An Event always takes place in a specific Situation in the real world. In fact an Event turns an existing Situation into the next Situation. It’s the Event that connects consecutive Situations. Events happen concurrently, everywhere in space and all the time. In order to be able to link Events and Situations together, time and space turn out to be very important dimensions.
A Situation can be described as a more or less static background – the things in place – against which an Event occurs and can be observed. In that Situation the Event acts as a more or less dynamic foreground. The occurring Event creates – together with the existing Situation a new Situation against which the next Event can take place.
Events manifest themselves through one or more Signals. Signals can arise in the course of time and originate from various sources. Signals need to be distinguished from Events; Signals represent Events (the map is not the territory). For every Signal the time and place of its creation become more and more important (call for transparency). Therefore one needs to be able to register (first) creation-time and creation-place of every reported Signal.
Signals can be observed and subsequently reported by Actors. Two kinds of Actors need to be distinguished: human beings (motivated Actors) and artificial devices (preconditioned Actors that act on behalf of human Actors). Depending on the nature of an Actor, (relevant) Signals are observed and reported.
All reported Signals are registered as ‘raw’ Signals. The (ir)relevancy of reported Signals is controlled by business rules. It is important to register the registration-time and registration-place of each reported Signal (this applies to the used business rules as well).
With respect to Signals that are considered irrelevant, no further processing takes place.
Since relevant raw Signals constitute the foundation for further (re)processing, they need to be properly managed (transparency, traceability, accountability, availability etc).
Reported raw Signals mark a shift from the real world to the data processing world. From now on relevant raw Signals become data and all data manipulations are controlled by business rules that are appropriate to the situation (context) that produced those Signals.
All relevant raw Signals can be validated; invalid or missing Signals can be substituted with calculated ones. Based on this upgraded set of Signals other calculations/operations can be performed (aggregates, trends, gradients, grouping etc). Validations and other performed operations depend on formulated information needs and possibly generate new Signals. It is important to register the creation/registration-time/place of each generated Signal (this applies to the used business rules as well). Generated Signals need to be distinguishable from other (validated) Signals. Both generated Signals and other Signals are referred to as Signals hereafter.
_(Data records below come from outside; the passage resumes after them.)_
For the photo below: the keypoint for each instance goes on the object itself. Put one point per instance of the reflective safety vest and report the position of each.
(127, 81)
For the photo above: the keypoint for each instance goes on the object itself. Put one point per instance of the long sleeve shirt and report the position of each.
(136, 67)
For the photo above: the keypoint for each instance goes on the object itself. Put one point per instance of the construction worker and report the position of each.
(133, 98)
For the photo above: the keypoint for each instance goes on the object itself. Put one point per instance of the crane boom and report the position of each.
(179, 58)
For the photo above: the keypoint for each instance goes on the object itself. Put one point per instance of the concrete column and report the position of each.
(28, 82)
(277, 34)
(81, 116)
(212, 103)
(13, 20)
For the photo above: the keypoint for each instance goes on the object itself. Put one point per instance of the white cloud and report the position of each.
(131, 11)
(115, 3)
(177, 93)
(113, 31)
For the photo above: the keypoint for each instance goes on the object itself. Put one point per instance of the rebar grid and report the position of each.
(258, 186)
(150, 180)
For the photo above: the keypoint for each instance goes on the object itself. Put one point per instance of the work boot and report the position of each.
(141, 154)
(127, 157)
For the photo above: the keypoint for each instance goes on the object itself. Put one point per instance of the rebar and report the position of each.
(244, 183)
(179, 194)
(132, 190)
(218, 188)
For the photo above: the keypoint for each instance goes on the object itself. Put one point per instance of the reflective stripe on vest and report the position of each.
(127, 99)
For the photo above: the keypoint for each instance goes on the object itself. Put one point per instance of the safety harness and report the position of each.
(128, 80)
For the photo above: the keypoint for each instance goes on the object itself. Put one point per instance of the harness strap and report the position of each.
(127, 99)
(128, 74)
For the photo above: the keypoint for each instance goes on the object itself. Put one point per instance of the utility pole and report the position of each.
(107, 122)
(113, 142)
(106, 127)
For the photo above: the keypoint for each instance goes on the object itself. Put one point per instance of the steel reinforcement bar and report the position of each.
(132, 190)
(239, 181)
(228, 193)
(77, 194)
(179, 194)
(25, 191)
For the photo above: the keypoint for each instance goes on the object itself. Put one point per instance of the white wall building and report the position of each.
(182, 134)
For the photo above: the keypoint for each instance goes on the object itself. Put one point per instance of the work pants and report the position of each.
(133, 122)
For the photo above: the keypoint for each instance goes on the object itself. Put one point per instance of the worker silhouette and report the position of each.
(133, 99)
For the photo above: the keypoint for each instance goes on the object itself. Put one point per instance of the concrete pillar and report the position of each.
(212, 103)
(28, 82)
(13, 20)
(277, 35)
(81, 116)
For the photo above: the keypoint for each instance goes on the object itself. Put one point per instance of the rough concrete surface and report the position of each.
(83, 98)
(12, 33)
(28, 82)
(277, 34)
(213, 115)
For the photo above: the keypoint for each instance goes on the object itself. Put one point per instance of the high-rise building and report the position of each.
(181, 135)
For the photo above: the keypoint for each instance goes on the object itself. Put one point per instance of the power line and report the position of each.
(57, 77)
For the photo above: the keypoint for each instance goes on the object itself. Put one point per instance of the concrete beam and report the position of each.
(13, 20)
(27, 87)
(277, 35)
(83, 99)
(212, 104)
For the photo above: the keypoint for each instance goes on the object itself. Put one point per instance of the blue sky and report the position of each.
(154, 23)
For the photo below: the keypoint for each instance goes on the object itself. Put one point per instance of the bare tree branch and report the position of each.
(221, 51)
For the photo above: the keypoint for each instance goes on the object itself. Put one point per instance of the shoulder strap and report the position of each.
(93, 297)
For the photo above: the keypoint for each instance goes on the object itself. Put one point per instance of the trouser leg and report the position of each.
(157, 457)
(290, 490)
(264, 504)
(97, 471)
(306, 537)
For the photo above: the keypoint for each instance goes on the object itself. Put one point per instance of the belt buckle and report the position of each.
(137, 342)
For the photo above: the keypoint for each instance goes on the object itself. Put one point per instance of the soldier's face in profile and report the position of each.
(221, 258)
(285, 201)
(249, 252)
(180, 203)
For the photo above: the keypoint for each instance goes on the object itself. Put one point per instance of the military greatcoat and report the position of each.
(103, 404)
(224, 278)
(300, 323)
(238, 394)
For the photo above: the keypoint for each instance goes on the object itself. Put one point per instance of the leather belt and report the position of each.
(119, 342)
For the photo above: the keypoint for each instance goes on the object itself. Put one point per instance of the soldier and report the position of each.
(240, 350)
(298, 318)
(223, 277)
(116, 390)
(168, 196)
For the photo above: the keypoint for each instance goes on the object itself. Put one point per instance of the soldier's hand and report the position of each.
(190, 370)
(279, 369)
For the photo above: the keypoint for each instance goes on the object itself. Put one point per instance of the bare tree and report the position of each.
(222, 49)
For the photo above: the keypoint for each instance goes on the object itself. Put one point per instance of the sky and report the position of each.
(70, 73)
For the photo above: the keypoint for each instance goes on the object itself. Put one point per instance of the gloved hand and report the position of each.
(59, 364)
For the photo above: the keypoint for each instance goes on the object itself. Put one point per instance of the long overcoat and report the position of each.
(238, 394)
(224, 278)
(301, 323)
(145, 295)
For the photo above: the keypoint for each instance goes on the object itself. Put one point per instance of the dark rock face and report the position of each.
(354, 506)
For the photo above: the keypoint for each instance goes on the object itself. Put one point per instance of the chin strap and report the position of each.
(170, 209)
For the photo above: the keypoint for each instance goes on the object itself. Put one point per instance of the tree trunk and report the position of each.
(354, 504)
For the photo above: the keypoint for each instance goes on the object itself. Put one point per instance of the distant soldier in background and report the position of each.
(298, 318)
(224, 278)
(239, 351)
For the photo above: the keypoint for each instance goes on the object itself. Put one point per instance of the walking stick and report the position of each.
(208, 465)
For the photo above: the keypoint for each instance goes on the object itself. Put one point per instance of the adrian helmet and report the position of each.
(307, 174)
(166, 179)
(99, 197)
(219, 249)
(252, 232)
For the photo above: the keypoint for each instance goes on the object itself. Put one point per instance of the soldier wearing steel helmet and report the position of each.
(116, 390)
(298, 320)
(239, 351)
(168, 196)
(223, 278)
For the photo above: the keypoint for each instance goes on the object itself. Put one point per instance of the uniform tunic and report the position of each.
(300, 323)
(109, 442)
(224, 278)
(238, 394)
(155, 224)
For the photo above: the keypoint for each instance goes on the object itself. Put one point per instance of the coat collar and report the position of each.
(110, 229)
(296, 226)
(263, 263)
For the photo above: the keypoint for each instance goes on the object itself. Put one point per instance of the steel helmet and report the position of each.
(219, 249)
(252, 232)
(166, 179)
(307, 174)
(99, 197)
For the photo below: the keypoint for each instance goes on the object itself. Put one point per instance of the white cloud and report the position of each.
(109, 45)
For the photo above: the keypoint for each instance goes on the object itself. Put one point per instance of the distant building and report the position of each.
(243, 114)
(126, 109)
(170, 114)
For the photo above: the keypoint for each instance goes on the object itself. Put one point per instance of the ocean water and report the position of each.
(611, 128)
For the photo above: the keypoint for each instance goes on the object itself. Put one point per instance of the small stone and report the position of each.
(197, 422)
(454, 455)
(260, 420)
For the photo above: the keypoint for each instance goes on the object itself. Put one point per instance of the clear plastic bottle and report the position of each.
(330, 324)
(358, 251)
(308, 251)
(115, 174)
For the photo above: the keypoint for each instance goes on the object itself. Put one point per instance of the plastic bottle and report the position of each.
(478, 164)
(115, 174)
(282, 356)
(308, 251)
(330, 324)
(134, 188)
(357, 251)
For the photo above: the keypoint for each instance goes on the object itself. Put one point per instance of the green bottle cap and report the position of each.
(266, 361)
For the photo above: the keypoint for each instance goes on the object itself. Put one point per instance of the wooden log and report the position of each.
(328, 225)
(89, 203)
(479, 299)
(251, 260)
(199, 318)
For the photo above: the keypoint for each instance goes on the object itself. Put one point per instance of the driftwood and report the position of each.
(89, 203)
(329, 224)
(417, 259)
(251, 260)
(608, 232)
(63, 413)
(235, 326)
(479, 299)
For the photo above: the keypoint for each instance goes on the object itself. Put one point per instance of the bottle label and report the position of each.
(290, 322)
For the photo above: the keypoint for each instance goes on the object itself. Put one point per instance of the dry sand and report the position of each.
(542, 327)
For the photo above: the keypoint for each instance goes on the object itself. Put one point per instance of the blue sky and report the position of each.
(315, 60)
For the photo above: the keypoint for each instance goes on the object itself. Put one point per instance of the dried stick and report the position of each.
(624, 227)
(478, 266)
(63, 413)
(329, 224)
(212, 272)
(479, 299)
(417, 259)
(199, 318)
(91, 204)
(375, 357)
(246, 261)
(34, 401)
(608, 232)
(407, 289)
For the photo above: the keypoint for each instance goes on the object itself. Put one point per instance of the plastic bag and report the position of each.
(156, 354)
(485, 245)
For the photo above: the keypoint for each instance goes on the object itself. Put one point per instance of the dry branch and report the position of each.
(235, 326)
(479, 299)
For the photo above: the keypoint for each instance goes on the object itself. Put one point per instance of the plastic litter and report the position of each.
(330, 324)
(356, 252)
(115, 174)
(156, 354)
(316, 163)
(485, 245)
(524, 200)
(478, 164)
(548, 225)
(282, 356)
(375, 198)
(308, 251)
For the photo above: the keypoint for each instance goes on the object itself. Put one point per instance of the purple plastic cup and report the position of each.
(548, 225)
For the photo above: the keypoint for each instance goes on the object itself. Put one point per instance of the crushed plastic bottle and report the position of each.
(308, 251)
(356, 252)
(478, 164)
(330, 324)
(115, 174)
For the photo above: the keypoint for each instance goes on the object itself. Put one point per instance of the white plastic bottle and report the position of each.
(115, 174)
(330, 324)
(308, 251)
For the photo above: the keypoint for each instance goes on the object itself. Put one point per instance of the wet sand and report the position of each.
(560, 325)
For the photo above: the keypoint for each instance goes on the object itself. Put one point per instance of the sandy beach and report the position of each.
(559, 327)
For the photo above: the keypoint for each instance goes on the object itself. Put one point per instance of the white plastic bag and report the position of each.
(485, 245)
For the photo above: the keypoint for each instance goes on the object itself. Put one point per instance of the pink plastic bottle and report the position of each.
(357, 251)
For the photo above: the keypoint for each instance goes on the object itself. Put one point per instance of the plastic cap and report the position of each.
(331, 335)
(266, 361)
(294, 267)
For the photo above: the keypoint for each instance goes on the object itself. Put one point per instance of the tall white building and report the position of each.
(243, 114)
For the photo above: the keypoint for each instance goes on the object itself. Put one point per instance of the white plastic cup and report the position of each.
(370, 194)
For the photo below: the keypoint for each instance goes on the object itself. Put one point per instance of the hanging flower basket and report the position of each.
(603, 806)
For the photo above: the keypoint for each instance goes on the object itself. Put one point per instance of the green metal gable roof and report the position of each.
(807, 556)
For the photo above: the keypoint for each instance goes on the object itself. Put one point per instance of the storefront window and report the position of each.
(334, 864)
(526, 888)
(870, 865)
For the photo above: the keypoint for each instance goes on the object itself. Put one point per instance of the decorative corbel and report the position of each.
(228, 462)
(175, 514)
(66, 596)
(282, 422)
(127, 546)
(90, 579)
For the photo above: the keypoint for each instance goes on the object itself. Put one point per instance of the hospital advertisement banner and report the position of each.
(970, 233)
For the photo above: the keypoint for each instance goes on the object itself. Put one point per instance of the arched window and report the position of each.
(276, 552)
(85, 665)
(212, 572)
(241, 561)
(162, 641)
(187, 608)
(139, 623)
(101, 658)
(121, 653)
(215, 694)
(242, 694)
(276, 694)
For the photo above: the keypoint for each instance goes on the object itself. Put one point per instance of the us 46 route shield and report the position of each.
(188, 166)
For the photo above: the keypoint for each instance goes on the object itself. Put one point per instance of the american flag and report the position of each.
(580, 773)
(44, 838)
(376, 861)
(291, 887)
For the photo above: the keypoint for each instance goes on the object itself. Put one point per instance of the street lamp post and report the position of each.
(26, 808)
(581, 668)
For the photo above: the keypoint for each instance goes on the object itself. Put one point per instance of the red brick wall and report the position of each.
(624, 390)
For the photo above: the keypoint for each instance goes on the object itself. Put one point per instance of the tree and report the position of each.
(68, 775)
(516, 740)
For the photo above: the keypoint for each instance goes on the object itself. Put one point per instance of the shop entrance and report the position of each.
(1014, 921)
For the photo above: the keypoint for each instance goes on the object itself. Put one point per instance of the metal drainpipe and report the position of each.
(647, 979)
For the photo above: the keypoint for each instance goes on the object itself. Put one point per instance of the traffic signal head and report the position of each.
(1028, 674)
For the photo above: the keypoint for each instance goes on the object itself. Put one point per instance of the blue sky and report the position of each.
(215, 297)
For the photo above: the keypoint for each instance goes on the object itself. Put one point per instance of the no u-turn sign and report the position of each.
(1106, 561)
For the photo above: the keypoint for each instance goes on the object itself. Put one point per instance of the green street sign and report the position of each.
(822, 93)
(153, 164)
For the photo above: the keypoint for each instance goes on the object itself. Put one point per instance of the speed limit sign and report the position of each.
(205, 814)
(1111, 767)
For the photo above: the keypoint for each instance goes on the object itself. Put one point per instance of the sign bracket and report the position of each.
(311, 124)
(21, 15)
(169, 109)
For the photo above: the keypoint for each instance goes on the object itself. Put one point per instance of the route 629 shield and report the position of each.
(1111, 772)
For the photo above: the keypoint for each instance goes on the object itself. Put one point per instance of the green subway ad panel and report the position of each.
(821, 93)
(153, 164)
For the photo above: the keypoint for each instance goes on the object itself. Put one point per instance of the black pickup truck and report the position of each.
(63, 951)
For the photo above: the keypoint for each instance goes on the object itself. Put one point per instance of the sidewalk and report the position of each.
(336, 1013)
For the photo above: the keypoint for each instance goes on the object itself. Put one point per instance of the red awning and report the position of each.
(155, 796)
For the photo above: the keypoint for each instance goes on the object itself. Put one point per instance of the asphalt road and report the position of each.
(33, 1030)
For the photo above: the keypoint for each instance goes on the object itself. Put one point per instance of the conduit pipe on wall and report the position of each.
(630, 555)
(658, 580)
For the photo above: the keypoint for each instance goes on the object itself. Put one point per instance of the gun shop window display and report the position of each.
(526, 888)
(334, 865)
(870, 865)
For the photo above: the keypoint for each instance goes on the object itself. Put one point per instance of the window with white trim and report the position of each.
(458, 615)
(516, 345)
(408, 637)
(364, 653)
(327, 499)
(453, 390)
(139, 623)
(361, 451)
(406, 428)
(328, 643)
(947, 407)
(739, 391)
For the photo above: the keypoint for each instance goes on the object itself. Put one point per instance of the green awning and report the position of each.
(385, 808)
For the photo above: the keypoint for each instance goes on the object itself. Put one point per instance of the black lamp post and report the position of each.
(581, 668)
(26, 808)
All validated/generated Signals can, based on business rules, be evaluated and re-evaluated whenever Situation changes (manifested by new Signals) give rise to it. Based on evaluation results Signals are presented, not presented, presented again or no longer presented.
To be able to perform actions without human intervention, an artificial actor that acts based on business rules performs automatic actions.
For time travelling purposes it is important to keep track of the timestamp of all Signals as well as the business rules that are used to produce them. For transparency reasons and to be able to reproduce information this also means that validated Signals (and business rules) should not be overwritten because they could have been used in the meantime.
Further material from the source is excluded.